Brasília, 16 (AE) - A comissão especial de reforma tributária da Câmara adiou para quinta-feira (18) a votação do substitutivo ao projeto de emenda constitucional. A decisão aconteceu por volta das 22h em consequência da pressão da bancada do PFL da Bahia por discordar do relator, deputado Mussa Demes (PFL-PI), que no seu substitutivo acaba com a possibilidade de os Estados continuarem fazendo a guerra fiscal - a concessão de incentivos fiscais às empresas.
As bancadas da Bahia, do Ceará e de Goiás, principalmente, estão pressionando o relator para que o substitutivo transfira para o Tesouro Nacional o custo dos incentivos fiscais já concedidos às empresas.
Esses três Estados são os que mais têm utilizado os incentivos fiscais para atrair empresas nos últimos anos.
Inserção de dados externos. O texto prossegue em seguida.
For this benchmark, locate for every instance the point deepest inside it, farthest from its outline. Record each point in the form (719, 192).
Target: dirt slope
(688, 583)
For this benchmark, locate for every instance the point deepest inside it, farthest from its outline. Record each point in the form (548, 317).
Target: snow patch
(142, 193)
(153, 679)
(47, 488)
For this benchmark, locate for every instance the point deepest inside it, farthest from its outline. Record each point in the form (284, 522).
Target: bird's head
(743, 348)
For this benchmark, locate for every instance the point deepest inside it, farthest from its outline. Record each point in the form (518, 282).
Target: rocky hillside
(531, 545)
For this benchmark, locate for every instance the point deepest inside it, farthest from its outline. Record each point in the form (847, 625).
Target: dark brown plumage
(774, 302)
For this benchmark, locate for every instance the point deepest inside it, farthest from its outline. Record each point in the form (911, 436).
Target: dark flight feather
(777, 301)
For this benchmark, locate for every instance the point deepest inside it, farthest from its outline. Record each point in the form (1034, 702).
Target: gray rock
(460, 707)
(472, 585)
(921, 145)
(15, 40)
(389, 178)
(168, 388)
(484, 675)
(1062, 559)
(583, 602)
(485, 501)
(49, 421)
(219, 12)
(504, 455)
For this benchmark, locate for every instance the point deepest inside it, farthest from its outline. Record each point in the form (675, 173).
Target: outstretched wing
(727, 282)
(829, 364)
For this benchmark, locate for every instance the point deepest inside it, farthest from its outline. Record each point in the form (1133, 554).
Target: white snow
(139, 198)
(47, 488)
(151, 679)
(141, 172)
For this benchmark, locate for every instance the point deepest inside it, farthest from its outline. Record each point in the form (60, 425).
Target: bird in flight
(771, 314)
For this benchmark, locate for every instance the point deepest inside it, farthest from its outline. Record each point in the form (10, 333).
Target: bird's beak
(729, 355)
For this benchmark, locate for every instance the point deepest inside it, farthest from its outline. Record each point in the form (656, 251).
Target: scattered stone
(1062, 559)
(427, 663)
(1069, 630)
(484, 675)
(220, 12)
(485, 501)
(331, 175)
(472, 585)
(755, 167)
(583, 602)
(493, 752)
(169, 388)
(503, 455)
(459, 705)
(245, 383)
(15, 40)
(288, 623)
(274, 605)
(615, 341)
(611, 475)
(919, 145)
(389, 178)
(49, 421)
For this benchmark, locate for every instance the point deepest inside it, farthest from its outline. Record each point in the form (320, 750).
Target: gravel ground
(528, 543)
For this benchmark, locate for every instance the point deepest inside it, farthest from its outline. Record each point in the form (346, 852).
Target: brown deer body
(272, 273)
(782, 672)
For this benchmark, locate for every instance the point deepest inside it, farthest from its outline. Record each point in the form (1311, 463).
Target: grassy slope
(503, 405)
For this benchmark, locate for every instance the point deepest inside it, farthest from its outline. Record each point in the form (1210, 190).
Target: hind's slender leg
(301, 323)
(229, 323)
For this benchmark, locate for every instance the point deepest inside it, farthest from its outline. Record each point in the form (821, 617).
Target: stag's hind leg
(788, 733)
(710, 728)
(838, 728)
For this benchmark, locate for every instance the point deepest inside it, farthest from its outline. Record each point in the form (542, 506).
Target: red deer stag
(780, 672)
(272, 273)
Eles acreditam que esse é o único instrumento disponível para promover o desenvolvimento e reduzir as desigualdades regionais.
Segundo o vice-líder do governo na Câmara, deputado Luiz Carlos Hauly (PSDB-PE), "o que é combinado não é caro". Na opinião de Hauly, a União poderia arcar com esse custo por um tempo de transição entre o atual sistema tributário e um novo que venha a ser aprovado no Congresso.
"É bom que fique explícito quem está de cada lado", afirmou o vice-presidente da comissão, deputado Antônio Kandir (PSDB-SP)
ao final da sessão. Ele se referia às diferenças entre as propostas de Demes - que elimina a guerra fiscal ao destinar a arrecadação do Imposto sobre Valor Agregado (IVA) aos Estados consumidores e não aos Estados produtores - e do secretário da Receita Federal, Everardo Maciel. Este mantém a possibilidade de os governos estaduais darem incentivos fiscais.
O deputado José Carlos Aleluia (PFL-BA) esbravejou: "Por que somente São Paulo pode promover o desenvolvimento e não todos os Estados deste País?". Aleluia foi um dos parlamentares da bancada baiana que acompanharam o líder do partido na Câmara, deputado Inocêncio Oliveira (PE), que ficaram reunidos das 19h30 às 21h30 com o relator.
Segundo Demes, eles pediram para adiar a entrega do relatório final para que a bancada baiana pudesse expor os prejuízos que sofrerá caso for aprovado o texto do substitutivo.
Segundo Demes, somente amanhã em um café da manhã na residência de Inocêncio e com toda a bancada do PFL baiano ficará clara a preocupação dos baianos. O presidente da comissão
deputado Germano Rigotto (PMDB-RS), o projeto será colocado em votação quinta-feira. O núcleo da proposta de Demes conta com apoio da maioria na comissão, mas há divergências em relação a alguns pontos, que deverão ser alterados por meio de destaques.
Entre as mudanças que serão introduzidas estão a inclusão do Imposto sobre Movimentação Financeira (IMF) no novo modelo tributário em discussão no Congresso. O IMF, um dos suportes do ajuste fiscal em andamento, é defendido pelo governo, mas rejeitado pelo relator.
Outra alteração é a retirada da imunidade tributária concedida por Demes às empresas de transporte aéreo e radiodifusão aberta. Outro ponto polêmico é o Imposto sobre Vendas a Varejo (IVV), concebido para repor as receitas que os Municípios perderiam com a incorporação dos serviços na base do Imposto sobre Valor Agregado (IVA).
Há consenso da comissão sobre o núcleo central do substitutivo. Todos concordam com o fim da cumulatividade nos tributos sobre o consumo, com a extinção da Contribuição para o Financiamento da Seguridade Social (Cofins), do Pis, do salário-educação e do Imposto sobre Serviços (ISS).
O Imposto sobre Produtos Industrializados (IPI), que apesar de não incidir em "cascata" em todas as etapas da cadeia produtiva, será eliminado também. No lugar de todos eles, será criado o Imposto sobre Valor Agregado (IVA), que também vai englobar o Imposto sobre Circulação de Mercadorias e Serviços (ICMS).